Por isso, cristalizou-se, na opinião pública, a visão de que o Judiciário é o poder que resiste a abrir mão das férias de 60 dias e a uma cascata de licenças, auxílios e gratificações que colocam mais de 90% da magistratura com rendimento mensal acima do teto constitucional que, de tão reverente ao Supremo Tribunal Federal, é estabelecido pelos vencimentos de seus ministros. São vantagens que não guardam nenhuma relação com a necessária proteção da magistratura: mandato vitalício, inamovível e de vencimentos que não podem ser reduzidos.

Os ministros do Supremo Tribunal Federal ainda gozam de uma proteção a mais que, na verdade, é a defesa da própria Constituição: eles falam por último. Não há vedação do eleitor, como no Executivo ou no Congresso, nem de nenhuma outra instância. O Conselho Nacional de Justiça (CNJ) regula toda a magistratura, menos o STF.

Ao contrário do que diz o ministro Alexandre de Moraes, um código de conduta não se propõe a proibir palestras ou aulas, mas a dar transparência e limites a ambas as prerrogativas. E, não apenas sobre a remuneração, mas sobre deslocamento, hospedagem e patrocínio dos eventos em que comparecem. Esta não é a regra. Não se trata de “vingança do lavajatismo de Curitiba”, como parte dos ministros acreditam, contra aqueles que enterraram a Lava-Jato. É apenas transparência e rastreabilidade, os mesmos atributos que a Corte exige do Congresso nas emendas parlamentares.

O ministro Alexandre de Moraes já tinha acumulado cargos bem-sucedidos na administração pública municipal, estadual e federal, na Universidade de São Paulo, onde leciona, além de ter montado um escritório de advocacia respeitado e feito até uma carreira exitosa no mercado editorial com um dos livros mais vendidos de direito constitucional no país, hoje na 41ª edição. Se chegou ao Supremo pelas mãos do presidente Michel Temer, ao qual serviu como ministro da Justiça, foi porque quis. Aceitar os bônus e ônus da toga é apenas uma decorrência.

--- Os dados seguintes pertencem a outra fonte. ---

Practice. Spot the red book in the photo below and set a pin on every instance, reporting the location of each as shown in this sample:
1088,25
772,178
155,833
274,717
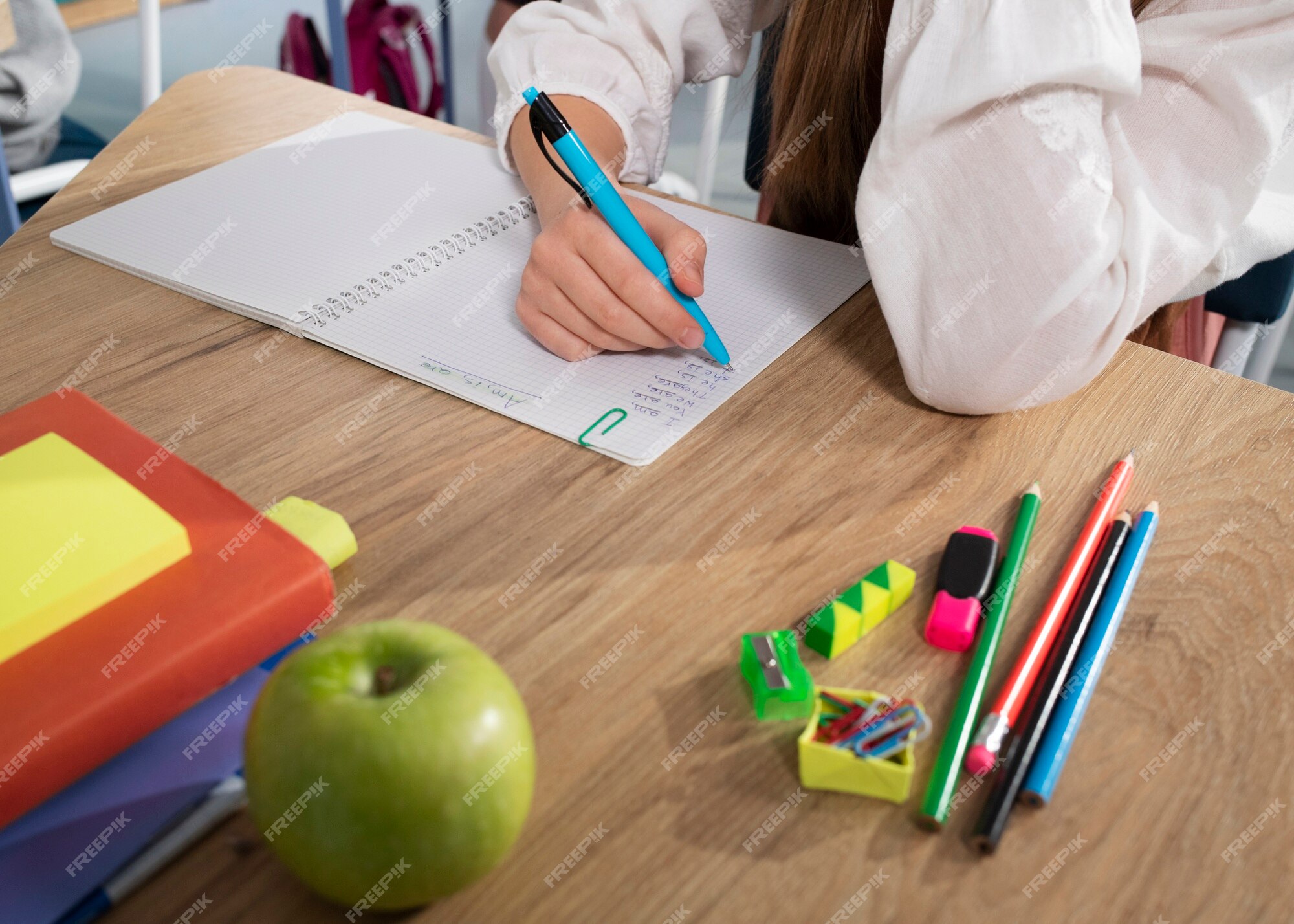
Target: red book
247,591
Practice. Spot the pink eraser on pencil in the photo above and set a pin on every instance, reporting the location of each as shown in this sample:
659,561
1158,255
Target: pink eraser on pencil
953,622
980,760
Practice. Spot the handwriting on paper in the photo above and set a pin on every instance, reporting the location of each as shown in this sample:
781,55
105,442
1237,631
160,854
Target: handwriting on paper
681,395
476,384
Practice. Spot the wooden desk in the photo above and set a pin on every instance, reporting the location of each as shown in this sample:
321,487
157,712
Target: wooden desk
86,14
1214,450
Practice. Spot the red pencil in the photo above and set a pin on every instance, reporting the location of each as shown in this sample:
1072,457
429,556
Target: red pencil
1011,701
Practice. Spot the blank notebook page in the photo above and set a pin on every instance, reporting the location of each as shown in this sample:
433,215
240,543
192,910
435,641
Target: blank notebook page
406,248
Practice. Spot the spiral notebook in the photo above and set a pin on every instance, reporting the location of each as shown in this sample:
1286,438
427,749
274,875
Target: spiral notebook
404,248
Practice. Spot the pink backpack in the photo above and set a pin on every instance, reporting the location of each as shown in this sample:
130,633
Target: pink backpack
385,42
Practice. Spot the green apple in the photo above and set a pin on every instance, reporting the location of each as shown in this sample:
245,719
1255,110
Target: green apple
390,764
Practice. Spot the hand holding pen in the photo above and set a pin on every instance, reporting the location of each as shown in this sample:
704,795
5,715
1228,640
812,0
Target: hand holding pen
586,289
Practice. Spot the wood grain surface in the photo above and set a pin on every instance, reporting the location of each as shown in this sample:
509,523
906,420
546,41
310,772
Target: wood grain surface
1148,821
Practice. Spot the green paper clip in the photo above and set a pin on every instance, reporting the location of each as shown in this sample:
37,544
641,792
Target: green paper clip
614,411
781,687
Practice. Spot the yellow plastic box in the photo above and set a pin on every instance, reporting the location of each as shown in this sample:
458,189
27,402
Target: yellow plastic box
825,767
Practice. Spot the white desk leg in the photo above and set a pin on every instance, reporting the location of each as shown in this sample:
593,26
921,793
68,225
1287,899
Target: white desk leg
1264,359
712,126
151,51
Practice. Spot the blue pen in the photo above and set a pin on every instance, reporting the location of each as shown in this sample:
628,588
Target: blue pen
596,190
1077,693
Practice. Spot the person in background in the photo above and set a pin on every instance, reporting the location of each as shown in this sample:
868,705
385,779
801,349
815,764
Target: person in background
500,12
38,78
1031,184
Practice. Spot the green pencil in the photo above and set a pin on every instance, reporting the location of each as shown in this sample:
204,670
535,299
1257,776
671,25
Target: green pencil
944,780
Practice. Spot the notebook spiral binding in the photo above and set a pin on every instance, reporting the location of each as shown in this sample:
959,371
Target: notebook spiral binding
411,267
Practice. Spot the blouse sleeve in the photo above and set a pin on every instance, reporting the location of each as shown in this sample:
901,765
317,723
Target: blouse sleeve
632,58
1046,175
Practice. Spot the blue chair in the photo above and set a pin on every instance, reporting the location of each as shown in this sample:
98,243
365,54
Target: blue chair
1257,307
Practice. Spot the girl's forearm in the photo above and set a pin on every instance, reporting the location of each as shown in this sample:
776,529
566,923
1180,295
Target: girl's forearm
598,131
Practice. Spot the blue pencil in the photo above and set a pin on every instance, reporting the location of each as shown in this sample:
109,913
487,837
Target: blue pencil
1063,728
227,798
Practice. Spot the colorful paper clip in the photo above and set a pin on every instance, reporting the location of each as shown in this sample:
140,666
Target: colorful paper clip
879,729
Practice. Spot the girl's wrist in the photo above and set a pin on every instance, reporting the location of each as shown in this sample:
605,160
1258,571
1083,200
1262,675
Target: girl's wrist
553,196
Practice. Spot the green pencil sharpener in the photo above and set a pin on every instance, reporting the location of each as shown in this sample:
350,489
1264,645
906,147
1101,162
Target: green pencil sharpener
781,687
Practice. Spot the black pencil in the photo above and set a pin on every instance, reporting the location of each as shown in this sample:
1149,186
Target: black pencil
1042,701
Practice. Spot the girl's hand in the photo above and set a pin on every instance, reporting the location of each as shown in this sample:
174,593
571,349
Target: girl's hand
583,291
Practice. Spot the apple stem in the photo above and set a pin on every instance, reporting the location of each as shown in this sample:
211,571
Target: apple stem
385,680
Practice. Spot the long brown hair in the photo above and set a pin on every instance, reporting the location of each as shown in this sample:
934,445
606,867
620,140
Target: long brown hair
830,51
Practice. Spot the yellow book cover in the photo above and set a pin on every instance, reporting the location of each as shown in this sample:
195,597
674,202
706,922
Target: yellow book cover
76,536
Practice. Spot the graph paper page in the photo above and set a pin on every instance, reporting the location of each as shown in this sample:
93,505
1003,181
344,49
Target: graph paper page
353,219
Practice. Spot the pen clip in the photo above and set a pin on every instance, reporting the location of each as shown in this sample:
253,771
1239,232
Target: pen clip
536,126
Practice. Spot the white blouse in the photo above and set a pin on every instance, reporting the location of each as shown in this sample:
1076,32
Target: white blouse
1044,178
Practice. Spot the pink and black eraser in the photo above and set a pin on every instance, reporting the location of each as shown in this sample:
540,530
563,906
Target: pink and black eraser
963,582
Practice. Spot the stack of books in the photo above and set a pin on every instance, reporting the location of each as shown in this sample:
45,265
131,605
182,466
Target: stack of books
142,609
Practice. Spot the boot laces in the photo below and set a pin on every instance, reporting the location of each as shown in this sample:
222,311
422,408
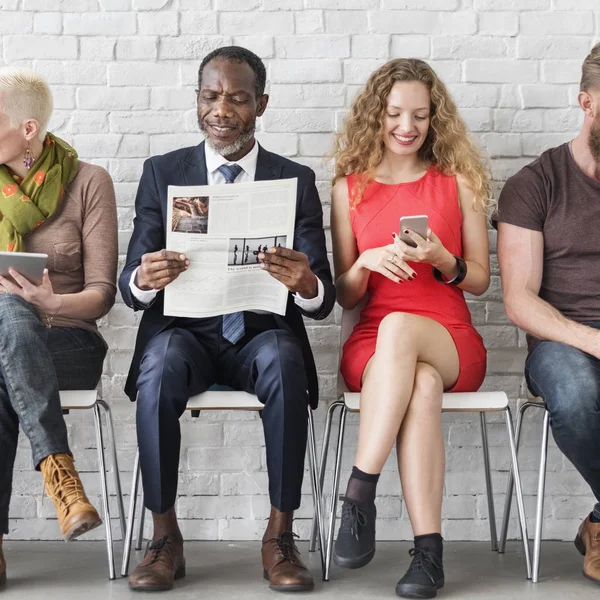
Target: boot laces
424,560
63,485
353,516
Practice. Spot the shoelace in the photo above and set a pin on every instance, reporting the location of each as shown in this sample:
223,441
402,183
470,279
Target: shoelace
286,545
67,489
157,547
352,516
423,560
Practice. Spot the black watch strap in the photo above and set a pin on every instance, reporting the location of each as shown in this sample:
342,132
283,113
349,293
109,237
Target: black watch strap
460,275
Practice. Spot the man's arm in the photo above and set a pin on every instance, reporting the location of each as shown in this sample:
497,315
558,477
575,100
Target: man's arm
521,258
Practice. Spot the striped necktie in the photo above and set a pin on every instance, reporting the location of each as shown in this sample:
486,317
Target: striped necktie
233,327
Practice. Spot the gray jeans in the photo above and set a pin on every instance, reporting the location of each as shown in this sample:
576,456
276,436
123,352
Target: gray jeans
35,362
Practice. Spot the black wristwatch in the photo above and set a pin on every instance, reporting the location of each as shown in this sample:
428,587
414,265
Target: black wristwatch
461,265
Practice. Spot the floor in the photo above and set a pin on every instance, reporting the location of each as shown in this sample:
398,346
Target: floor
56,571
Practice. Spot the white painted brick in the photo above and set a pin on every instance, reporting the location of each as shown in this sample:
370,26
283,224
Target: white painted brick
50,23
97,48
309,21
370,46
358,71
342,4
138,48
102,23
557,23
22,47
498,23
410,46
261,45
306,95
189,47
125,74
199,23
563,46
163,23
543,96
306,71
103,98
561,71
345,21
467,47
500,71
302,120
315,46
249,24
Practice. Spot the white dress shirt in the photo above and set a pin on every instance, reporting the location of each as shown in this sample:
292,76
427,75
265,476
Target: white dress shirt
215,177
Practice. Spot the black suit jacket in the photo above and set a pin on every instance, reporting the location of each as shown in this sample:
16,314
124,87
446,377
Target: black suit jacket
188,167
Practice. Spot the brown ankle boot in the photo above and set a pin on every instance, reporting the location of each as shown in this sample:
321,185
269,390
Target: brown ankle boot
2,568
76,515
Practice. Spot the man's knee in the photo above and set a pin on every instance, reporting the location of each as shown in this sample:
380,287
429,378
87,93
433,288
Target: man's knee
568,380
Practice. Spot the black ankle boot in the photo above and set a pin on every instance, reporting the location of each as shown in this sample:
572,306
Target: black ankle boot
424,577
355,544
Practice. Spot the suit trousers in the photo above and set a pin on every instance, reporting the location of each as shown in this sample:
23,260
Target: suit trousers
187,359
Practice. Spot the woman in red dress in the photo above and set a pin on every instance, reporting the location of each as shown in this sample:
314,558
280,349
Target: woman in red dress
405,151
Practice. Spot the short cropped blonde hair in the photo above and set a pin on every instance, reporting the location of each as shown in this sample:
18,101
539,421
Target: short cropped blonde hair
590,70
24,94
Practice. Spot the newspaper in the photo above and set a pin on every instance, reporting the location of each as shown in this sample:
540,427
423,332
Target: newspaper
222,229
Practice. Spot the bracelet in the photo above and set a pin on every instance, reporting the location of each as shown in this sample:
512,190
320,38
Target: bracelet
50,318
460,275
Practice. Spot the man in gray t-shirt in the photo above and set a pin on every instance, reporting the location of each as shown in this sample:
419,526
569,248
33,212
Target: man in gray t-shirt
548,223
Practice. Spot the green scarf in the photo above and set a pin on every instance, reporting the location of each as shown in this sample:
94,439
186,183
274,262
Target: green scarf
26,203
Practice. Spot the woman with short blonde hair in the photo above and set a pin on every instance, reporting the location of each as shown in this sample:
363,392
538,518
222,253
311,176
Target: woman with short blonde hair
51,203
404,151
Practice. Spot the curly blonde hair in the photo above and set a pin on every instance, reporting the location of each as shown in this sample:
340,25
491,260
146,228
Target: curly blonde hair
359,145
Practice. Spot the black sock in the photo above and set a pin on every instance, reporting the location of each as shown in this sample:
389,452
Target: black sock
433,542
362,486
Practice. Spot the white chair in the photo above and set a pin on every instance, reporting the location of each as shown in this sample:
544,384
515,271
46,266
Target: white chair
225,400
91,400
539,517
481,402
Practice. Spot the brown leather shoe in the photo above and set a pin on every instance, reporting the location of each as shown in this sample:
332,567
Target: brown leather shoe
2,568
588,544
283,568
76,515
162,565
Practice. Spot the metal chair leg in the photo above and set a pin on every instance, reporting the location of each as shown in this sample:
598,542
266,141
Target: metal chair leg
131,516
488,483
113,446
103,479
519,491
316,489
539,518
510,485
334,491
322,465
140,536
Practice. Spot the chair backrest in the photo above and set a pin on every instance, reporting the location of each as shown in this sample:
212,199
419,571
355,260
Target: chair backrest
349,320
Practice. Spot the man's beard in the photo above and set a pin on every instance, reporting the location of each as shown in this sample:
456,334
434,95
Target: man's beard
594,140
234,147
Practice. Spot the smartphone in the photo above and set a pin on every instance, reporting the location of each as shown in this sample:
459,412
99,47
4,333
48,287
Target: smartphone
419,224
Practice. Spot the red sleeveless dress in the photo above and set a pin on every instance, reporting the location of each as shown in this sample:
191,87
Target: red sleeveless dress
373,221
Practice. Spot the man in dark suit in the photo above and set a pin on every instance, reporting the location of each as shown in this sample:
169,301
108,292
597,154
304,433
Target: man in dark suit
264,354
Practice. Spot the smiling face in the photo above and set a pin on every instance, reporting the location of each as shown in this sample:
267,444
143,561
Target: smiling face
407,117
228,107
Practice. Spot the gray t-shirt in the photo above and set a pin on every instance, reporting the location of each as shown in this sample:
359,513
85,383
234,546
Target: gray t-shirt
554,196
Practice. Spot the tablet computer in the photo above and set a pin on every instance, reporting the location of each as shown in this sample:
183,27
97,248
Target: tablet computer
29,264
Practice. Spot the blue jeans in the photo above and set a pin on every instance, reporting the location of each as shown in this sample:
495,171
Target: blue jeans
35,362
568,380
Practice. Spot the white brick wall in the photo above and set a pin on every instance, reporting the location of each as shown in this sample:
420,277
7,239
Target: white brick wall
123,73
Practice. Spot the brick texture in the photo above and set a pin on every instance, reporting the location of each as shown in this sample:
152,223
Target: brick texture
123,74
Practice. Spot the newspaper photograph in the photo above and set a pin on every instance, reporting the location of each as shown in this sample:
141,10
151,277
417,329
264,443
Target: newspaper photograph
222,229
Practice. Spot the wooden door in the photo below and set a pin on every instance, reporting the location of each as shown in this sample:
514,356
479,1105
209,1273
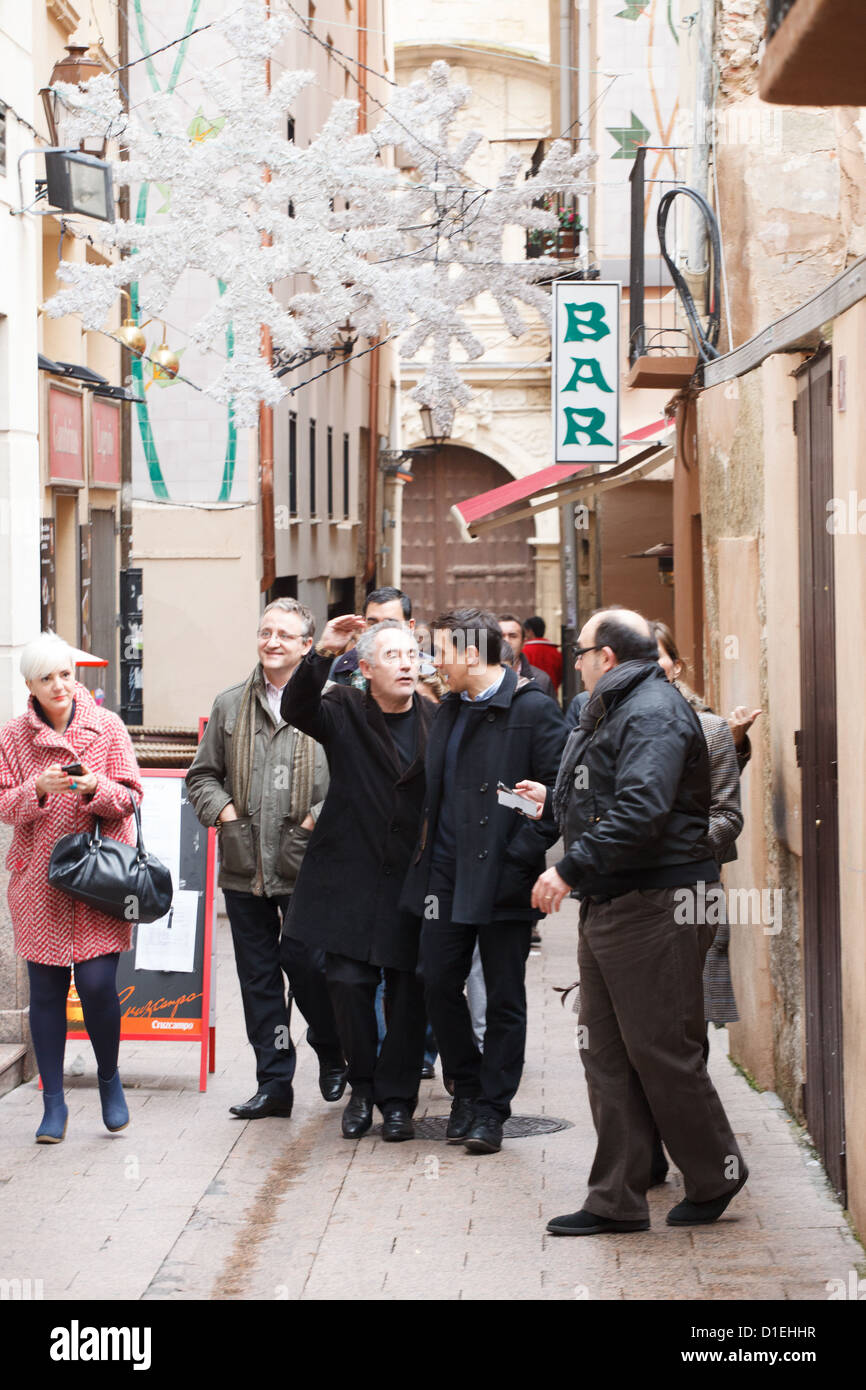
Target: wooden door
439,570
820,906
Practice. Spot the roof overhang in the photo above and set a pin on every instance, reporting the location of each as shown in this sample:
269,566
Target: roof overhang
563,483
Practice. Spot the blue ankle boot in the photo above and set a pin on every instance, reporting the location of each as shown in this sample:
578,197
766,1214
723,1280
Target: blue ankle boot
114,1105
54,1119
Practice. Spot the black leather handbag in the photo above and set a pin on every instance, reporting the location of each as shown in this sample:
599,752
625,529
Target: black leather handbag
117,879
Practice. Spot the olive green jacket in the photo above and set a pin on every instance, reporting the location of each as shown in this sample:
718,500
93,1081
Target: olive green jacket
263,849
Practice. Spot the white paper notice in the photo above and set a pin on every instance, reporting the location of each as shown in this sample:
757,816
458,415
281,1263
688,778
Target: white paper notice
170,943
161,822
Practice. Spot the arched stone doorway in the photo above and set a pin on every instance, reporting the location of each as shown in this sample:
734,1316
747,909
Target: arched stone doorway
439,570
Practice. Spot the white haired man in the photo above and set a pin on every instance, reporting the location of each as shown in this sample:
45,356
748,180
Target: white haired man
346,900
262,783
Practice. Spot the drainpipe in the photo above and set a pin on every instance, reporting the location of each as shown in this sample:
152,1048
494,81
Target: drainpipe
266,430
373,398
704,135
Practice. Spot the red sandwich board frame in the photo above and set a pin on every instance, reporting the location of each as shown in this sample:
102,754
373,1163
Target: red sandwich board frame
203,1032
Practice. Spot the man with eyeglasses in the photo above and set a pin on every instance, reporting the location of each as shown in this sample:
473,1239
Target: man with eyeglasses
262,783
631,799
346,900
378,605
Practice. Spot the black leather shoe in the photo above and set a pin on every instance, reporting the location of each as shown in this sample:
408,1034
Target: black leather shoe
701,1214
263,1104
332,1082
396,1122
485,1136
460,1122
357,1116
587,1223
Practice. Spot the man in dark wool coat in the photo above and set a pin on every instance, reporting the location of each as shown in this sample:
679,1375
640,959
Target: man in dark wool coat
346,898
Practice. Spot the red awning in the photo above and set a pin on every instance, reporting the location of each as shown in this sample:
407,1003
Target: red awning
485,506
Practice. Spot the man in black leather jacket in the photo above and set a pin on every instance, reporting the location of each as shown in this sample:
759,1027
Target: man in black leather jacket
631,799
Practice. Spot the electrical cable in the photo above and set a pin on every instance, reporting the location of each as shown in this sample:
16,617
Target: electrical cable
705,339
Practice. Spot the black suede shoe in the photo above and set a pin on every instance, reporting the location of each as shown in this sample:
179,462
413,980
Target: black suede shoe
263,1104
485,1136
357,1116
331,1082
396,1122
460,1122
587,1223
701,1214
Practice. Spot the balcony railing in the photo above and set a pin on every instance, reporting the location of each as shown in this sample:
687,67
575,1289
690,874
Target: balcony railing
815,53
776,13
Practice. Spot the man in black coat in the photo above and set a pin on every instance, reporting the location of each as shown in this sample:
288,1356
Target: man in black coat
476,863
346,897
633,799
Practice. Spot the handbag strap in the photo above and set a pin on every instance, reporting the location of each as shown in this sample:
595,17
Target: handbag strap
96,834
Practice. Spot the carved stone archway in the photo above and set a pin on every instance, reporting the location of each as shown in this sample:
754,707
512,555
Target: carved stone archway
439,569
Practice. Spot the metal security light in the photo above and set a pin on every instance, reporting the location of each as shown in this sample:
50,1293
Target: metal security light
79,184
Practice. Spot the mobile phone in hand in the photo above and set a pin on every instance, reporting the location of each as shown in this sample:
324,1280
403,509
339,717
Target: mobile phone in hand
508,797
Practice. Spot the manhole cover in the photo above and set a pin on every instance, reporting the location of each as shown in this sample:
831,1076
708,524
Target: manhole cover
519,1126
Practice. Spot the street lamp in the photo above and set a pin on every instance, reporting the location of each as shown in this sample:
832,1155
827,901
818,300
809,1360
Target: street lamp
430,430
75,68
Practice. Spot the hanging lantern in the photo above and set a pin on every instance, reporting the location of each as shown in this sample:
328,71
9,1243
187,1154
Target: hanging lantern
75,67
131,332
166,363
132,337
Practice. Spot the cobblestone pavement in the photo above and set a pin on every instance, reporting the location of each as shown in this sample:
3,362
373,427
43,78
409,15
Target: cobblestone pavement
189,1203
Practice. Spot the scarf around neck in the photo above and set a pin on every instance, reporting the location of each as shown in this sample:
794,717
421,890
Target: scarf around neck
612,687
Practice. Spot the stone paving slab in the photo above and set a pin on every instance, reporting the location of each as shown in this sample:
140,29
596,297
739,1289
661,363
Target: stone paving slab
191,1203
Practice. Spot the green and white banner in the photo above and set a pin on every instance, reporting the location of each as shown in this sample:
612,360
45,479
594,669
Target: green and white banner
585,380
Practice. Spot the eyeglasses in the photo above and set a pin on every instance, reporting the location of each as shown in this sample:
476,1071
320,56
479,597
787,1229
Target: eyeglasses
394,658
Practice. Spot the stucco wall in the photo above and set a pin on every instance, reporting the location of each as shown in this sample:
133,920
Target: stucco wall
850,571
200,605
748,485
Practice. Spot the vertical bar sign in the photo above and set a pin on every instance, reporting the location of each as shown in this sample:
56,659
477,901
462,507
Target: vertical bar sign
585,384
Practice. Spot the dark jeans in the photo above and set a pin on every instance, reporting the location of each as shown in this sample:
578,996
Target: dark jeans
395,1073
96,984
642,1040
259,955
491,1077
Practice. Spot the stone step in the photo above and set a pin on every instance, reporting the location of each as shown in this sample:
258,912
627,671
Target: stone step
11,1065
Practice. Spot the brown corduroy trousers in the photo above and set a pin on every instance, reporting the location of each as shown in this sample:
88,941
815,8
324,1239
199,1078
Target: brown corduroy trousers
641,1043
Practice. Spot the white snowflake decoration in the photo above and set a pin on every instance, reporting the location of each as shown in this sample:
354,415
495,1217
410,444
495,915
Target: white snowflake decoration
377,248
463,255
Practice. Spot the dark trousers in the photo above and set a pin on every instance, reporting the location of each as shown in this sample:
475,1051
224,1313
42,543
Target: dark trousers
262,957
395,1073
642,1039
491,1077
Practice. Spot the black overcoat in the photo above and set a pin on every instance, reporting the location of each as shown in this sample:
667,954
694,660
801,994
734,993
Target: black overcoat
346,897
517,734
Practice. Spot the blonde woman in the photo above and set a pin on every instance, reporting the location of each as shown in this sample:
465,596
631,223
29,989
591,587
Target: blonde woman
64,763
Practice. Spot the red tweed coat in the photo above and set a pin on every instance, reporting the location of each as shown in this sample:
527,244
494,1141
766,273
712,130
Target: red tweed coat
49,926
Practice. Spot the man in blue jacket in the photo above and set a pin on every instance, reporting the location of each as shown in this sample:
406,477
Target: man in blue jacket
476,863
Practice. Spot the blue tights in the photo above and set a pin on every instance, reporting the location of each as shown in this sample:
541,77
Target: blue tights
96,984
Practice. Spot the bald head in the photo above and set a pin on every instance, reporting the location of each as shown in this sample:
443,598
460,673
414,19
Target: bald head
610,637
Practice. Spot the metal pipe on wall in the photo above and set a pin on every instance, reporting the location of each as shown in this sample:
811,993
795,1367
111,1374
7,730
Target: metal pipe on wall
266,431
373,398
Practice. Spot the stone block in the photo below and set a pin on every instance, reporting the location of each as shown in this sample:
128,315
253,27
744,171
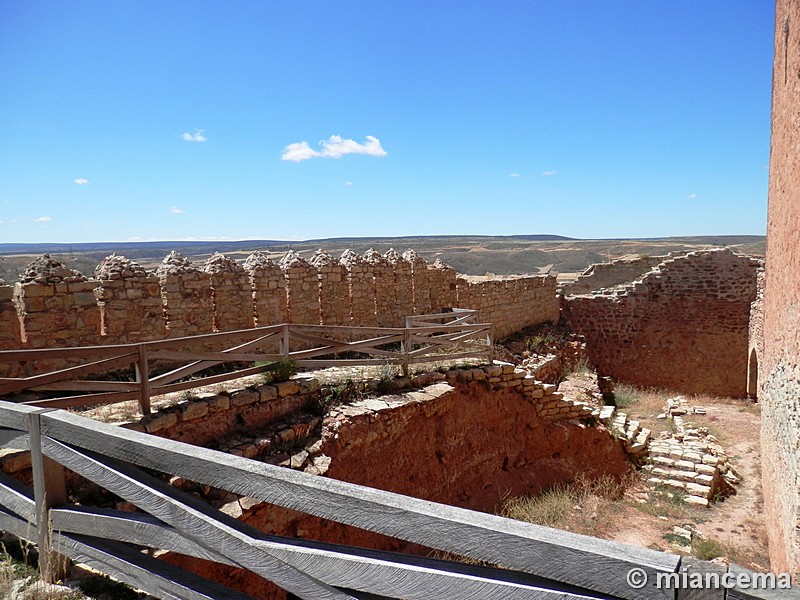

Alexandre de Moraes teve seu patrimônio ameaçado pela Lei Magnitsky e enfrenta, com sua família, ameaças permanentes que os impedem de ter uma vida normal. Por outro lado, tornou-se conhecido além das fronteiras nacionais por dar lição a tribunais de todo o mundo de como a extrema-direita pode ser enfrentada. Dar as devidas explicações sobre o escritório de sua família com o banco Master e discutir um código de conduta com um mínimo de honestidade intelectual é um preço até barato. Regateá-lo com o dueto protagonizado nessa quarta-feira com o ministro Dias Toffoli não foi um gesto de coragem. Nem de inteligência.